L’altra parte della biblioteca era invece costituita da testi di letteratura, italiana e straniera, soprattutto del Novecento ma anche del secolo precedente. Non so per quale motivo, forse perché da che ricordi l’ho sempre vista leggere più di mio padre, mi verrebbe spontaneo attribuire la scelta di questi titoli a mia madre, anche lei insegnante di Italiano alle scuole medie. Qualche libro in maniera evidente appariva fuori tema rispetto al resto della collezione, e con molta probabilità era frutto di qualche regalo poco indovinato. Altri ancora, tipo la raccolta delle opere di Pavese, di Hemingway o Silone, penso invece che fossero stati scelti da mio padre. Ma magari mi sbaglio. Magari anche quelli erano regali, e ben azzeccati. Oppure li ha scelti mia madre, chissà.
Negli anni della crescita, quando non avevo voglia di studiare, soprattutto al liceo e all’università, ho attinto a piene mani dalla biblioteca di famiglia, che all’epoca contava credo duemila volumi. Ne ho letto parecchi, e molti di essi sono stati importanti per la mia formazione.
Da anni “lo studio” nella casa dei miei non esiste più, ma la biblioteca ovviamente rimane e si è anzi arricchita ulteriormente, anche se le due sezioni sono ora separate anche fisicamente: gli autori classici nella libreria nell’andito, tutto il resto nella stanzetta al primo piano dove dormivo da piccolo. A casa nostra abbiamo invece una nostra biblioteca, che ammonterà ad un migliaio di volumi. Diversi da quelli dei miei, con maggiore contaminazione di generi: storia, saggistica, letteratura, fumetti di Ken Parker e Hugo Pratt, libri di fotografia, innumerevoli guide di viaggio, libri di cucina, manuali vari.
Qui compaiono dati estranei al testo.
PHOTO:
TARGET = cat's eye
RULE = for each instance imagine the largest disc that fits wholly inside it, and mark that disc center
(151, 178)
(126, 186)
Possiedo poi quasi trecento libri in formato eBook, ma sono dentro il Kindle ed è come se non esistessero, o per lo meno non potranno mai svolgere quella funzione che ha avuto per me la biblioteca dei miei genitori. Nostro figlio é ancora piccolo, ma quest’anno ha imparato a leggere e bisognerà proprio che anche io gli faccia trovare una biblioteca fisica da cui imparare e sognare.